Fig. 7: Schema depicting MUC1-C involvement in activating STAT1 signaling and the type I and II IFN pathways in driving APOBEC3 and HERV expression.

Treatment of NSCLC EGFR-mutant cells with OSI is associated with induction of MUC1-C expression and OSI resistance [22]. MUC1-C functions as a common effector of the OSI-resistant phenotype linked to EMT, MET amplification and secondary EGFR mutations [22]. The present work extends those findings by demonstrating that MUC1-C drives STAT1 in the response of NSCLC cells to OSI treatment. MUC1-C/STAT1 complexes activate the MUC1 gene at a pELS region in an auto-inductive inflammatory pathway [23]. Here, we found that the MUC1 pELS-1 domain is regulated by U-ISGF3 complexes. Our results further demonstrate that the MUC1-C→U-ISGF3 pathway drives ISG A3A and A3G expression. Of significance in this regard, U-ISGF3 also activates ISGs that confer resistance to DNA damage and viruses [61]. Given that MUC1 and A3s co-evolved to protect against viruses, one notion was that MUC1-C→STAT1 signaling could link activation of A3s with induction of HERVs. Indeed, we found that MUC1-C induces HERV-K102/108 by activation of the IFN type II pathway and the formation of U-GAF complexes.
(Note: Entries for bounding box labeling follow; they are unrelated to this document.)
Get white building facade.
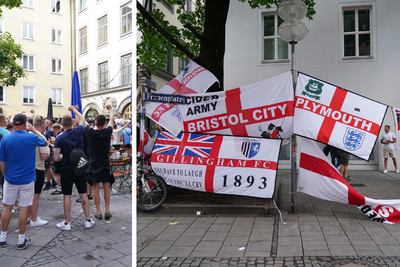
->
[224,0,400,171]
[75,0,135,122]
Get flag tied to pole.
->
[151,131,282,198]
[297,138,400,224]
[293,73,387,161]
[392,108,400,150]
[146,61,218,136]
[180,72,294,142]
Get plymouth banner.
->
[180,72,294,141]
[297,138,400,224]
[146,61,218,136]
[293,73,387,161]
[151,131,282,198]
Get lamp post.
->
[277,0,308,214]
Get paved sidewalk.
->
[136,170,400,267]
[0,188,132,267]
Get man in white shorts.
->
[0,114,48,249]
[381,125,400,173]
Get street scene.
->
[133,0,400,267]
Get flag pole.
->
[289,41,297,214]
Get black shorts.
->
[88,169,110,184]
[60,169,87,196]
[35,169,44,194]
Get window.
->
[22,55,35,71]
[262,14,289,61]
[51,58,62,74]
[51,29,61,44]
[0,18,4,34]
[98,16,107,45]
[79,27,87,54]
[22,86,35,104]
[22,22,34,39]
[79,0,86,11]
[51,0,61,14]
[99,62,108,90]
[0,85,5,103]
[22,0,33,8]
[121,54,132,85]
[343,7,371,57]
[79,69,88,93]
[121,2,132,35]
[51,89,62,105]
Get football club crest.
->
[242,138,261,158]
[301,79,324,100]
[343,127,366,151]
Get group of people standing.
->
[0,105,130,249]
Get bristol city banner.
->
[146,61,218,136]
[151,132,282,198]
[180,72,294,141]
[293,73,387,161]
[297,138,400,224]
These findings supported a model in which MUC1-C integrates induction of A3s and HERVs by a common STAT1-mediated mechanism. Dysregulation of A3 and HERV-K expression has been linked to genomic instability. Along these lines, our results demonstrate that MUC1-C integrates activation of A3 and HERV-K by a shared STING/STAT1-dependent auto-inductive pathway that has the potential for driving A3-induced mutagenesis and treatment resistance. A common denominator among these highly interrelated pathways is that MUC1-C/U-ISGF3 IFN type I complexes integrate activation of the MUC1 pELS-1 inflammatory domain and A3 expression, which could conceivably be in response to MUC1-C/STAT1 IFN type II-mediated induction of HERV-Ks.